Background and Objective Telmisartan exhibits significant pharmacokinetic (PK) variability, but it remains unclear whether its PK profile is altered in hypertensive patients. This study aimed to characterize telmisartan PKs by conducting a meta-analysis and developing a pooled population PK model based on data from healthy subjects and hypertensive patients. Methods Relevant literature was identified by a systematic approach. Eighteen studies were selected for analysis, which included 394 healthy subjects receiving single doses of telmisartan, 190 healthy subjects receiving repeated doses, along with 295 hypertensive patients receiving repeated doses. Pooled population PK analysis incorporated 20 mean concentration-time profiles from 14 studies. Meta-analyses were performed using OpenMeta-Analyst, and population PK modeling was performed using NONMEM ® . Results Repeated telmisartan doses increased peak plasma concentrations. However, other noncompartmental PK parameters remained consistent across healthy and hypertensive populations. Telmisartan PKs were best described using a two-compartment model with first-order absorption and elimination in pooled analysis.

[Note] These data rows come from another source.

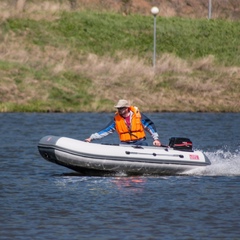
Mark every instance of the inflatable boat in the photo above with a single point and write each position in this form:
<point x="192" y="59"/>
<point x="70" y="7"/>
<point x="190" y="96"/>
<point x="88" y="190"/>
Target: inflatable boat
<point x="101" y="159"/>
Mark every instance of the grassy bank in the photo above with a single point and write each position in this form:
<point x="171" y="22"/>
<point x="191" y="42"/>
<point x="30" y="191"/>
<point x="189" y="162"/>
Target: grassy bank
<point x="86" y="61"/>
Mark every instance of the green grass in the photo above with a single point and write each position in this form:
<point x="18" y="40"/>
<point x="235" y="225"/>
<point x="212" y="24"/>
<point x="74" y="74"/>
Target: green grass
<point x="108" y="33"/>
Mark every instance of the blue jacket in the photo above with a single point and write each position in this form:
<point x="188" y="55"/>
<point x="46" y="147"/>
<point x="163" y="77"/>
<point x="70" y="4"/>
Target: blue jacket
<point x="111" y="127"/>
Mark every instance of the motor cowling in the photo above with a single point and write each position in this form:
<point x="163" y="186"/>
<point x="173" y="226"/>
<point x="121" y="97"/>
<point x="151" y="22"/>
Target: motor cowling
<point x="179" y="143"/>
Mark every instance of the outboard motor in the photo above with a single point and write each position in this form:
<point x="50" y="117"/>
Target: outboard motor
<point x="179" y="143"/>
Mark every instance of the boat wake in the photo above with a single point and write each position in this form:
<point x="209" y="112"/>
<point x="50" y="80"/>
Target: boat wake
<point x="224" y="163"/>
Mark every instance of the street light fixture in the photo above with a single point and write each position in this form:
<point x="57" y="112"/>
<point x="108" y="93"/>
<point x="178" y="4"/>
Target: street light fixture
<point x="154" y="11"/>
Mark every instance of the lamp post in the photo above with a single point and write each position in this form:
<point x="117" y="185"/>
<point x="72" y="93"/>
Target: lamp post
<point x="154" y="11"/>
<point x="209" y="9"/>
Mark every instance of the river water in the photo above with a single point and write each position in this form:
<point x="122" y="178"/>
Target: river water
<point x="41" y="200"/>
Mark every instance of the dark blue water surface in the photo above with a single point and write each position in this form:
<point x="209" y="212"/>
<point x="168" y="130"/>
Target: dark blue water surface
<point x="41" y="200"/>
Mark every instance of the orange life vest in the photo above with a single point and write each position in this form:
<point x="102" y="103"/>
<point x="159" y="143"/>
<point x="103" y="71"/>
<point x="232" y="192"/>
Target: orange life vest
<point x="133" y="132"/>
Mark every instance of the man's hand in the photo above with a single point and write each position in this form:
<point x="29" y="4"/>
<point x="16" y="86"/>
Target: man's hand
<point x="88" y="140"/>
<point x="157" y="143"/>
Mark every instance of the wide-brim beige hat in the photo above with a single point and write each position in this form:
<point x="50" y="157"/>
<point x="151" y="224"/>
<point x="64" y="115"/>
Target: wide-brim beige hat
<point x="122" y="103"/>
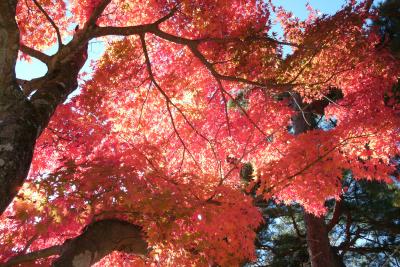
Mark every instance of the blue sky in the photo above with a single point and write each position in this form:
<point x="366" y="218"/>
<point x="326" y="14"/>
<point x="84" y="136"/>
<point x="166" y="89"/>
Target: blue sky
<point x="29" y="70"/>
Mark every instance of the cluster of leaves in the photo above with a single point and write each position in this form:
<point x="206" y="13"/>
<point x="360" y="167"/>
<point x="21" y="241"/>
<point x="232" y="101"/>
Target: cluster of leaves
<point x="148" y="138"/>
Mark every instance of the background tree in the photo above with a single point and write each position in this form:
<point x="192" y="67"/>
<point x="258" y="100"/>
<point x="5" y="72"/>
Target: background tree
<point x="185" y="94"/>
<point x="363" y="228"/>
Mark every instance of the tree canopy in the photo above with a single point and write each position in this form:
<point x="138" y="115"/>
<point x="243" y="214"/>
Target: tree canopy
<point x="193" y="116"/>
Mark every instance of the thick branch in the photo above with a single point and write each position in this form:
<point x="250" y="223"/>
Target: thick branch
<point x="32" y="256"/>
<point x="336" y="215"/>
<point x="96" y="241"/>
<point x="35" y="53"/>
<point x="51" y="21"/>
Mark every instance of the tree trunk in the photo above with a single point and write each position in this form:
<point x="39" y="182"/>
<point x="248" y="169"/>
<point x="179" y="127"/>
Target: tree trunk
<point x="22" y="119"/>
<point x="99" y="240"/>
<point x="96" y="241"/>
<point x="319" y="249"/>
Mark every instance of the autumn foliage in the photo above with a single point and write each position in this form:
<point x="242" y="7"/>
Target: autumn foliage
<point x="163" y="124"/>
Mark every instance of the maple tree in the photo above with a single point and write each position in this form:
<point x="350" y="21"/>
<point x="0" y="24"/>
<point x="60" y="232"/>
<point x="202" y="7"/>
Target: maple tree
<point x="147" y="158"/>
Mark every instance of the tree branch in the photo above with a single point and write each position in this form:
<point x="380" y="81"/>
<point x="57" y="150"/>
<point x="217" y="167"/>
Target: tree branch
<point x="59" y="39"/>
<point x="96" y="241"/>
<point x="336" y="215"/>
<point x="32" y="256"/>
<point x="35" y="53"/>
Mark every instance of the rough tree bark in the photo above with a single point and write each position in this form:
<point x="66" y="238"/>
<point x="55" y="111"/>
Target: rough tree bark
<point x="96" y="241"/>
<point x="319" y="248"/>
<point x="22" y="119"/>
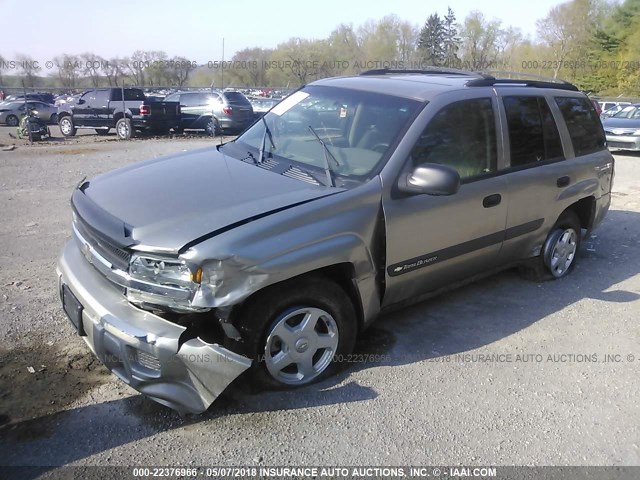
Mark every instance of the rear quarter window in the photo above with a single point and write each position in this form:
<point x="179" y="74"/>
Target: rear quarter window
<point x="583" y="124"/>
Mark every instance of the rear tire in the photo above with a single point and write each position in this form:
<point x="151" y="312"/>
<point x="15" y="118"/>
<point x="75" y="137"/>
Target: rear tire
<point x="124" y="129"/>
<point x="295" y="332"/>
<point x="559" y="252"/>
<point x="212" y="128"/>
<point x="67" y="127"/>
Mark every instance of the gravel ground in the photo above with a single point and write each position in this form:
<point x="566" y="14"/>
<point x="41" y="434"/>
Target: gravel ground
<point x="549" y="399"/>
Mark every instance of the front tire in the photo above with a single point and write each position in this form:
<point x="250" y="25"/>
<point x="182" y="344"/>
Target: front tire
<point x="296" y="332"/>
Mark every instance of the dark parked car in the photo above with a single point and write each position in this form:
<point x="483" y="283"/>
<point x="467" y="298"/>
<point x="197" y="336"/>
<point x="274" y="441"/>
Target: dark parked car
<point x="213" y="112"/>
<point x="104" y="108"/>
<point x="262" y="105"/>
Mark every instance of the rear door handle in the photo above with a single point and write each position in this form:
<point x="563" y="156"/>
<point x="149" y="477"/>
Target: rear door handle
<point x="492" y="200"/>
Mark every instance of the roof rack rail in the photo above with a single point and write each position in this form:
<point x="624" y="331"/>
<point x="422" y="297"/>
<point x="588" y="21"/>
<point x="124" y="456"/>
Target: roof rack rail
<point x="428" y="71"/>
<point x="538" y="81"/>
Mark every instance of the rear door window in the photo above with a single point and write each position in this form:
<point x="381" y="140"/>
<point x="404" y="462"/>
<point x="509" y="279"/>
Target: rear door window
<point x="583" y="124"/>
<point x="462" y="135"/>
<point x="533" y="134"/>
<point x="101" y="97"/>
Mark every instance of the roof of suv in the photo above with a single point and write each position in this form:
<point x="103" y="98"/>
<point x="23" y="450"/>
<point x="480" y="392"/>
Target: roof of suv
<point x="423" y="85"/>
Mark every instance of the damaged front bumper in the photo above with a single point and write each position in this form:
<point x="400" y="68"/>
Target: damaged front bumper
<point x="141" y="348"/>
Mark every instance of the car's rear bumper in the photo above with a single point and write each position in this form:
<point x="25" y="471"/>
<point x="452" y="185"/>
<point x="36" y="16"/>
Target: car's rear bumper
<point x="155" y="123"/>
<point x="143" y="349"/>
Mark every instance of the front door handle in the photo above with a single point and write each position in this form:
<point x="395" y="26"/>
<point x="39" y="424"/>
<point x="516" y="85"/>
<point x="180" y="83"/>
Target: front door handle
<point x="492" y="200"/>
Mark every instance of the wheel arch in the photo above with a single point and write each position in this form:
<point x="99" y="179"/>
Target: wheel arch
<point x="585" y="209"/>
<point x="343" y="274"/>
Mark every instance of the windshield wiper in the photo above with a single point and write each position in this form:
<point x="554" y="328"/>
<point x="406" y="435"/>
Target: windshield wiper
<point x="327" y="153"/>
<point x="264" y="141"/>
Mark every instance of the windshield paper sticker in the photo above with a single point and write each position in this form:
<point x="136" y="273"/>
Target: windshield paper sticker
<point x="289" y="102"/>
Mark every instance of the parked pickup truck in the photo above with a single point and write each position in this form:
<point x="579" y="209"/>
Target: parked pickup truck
<point x="103" y="109"/>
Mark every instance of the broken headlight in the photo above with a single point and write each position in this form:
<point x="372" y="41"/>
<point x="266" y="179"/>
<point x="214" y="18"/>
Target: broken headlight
<point x="161" y="282"/>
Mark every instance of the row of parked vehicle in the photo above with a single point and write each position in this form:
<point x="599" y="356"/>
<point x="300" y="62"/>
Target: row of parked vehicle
<point x="621" y="122"/>
<point x="103" y="109"/>
<point x="213" y="112"/>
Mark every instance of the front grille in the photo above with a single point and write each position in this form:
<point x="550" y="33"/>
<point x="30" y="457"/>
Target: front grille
<point x="118" y="257"/>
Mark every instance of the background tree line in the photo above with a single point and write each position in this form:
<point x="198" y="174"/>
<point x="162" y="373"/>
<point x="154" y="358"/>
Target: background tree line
<point x="592" y="43"/>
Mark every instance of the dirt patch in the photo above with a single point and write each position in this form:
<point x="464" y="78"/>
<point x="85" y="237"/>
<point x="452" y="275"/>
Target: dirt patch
<point x="43" y="379"/>
<point x="79" y="151"/>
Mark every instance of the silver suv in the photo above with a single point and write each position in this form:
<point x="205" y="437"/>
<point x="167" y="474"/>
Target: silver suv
<point x="266" y="257"/>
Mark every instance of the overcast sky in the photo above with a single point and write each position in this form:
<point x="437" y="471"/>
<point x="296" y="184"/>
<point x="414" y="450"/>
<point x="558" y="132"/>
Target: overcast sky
<point x="195" y="28"/>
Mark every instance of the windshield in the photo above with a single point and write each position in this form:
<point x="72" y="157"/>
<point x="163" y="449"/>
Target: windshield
<point x="629" y="112"/>
<point x="357" y="128"/>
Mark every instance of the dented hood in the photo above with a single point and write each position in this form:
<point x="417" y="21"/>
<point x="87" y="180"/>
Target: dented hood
<point x="173" y="201"/>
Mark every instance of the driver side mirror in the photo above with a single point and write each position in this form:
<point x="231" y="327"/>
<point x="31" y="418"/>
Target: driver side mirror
<point x="430" y="179"/>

Typical PK parameter values for apparent clearance (CL/ F ), apparent central and peripheral volumes of distribution ( V 1 / F and V 2 / F ), absorption rate constant ( k a ), and absorption lag time were 18.3 L/h, 20.7 L, 360 L, 0.183 h −1 and 0.228 h, respectively. Interindividual variabilities in CL/ F , V 1 / F , and k a were 84%, 122%, and 106%, respectively. Covariate analysis revealed significantly lower CL/ F (63.7%) and V 1 / F (90.3%) values in hypertensive patients than healthy subjects. Conclusion These findings quantified the variability of telmisartan PK profile and highlighted the differences between healthy individuals and hypertensive patients, suggesting the need for optimized dosage strategies to improve therapeutic outcomes.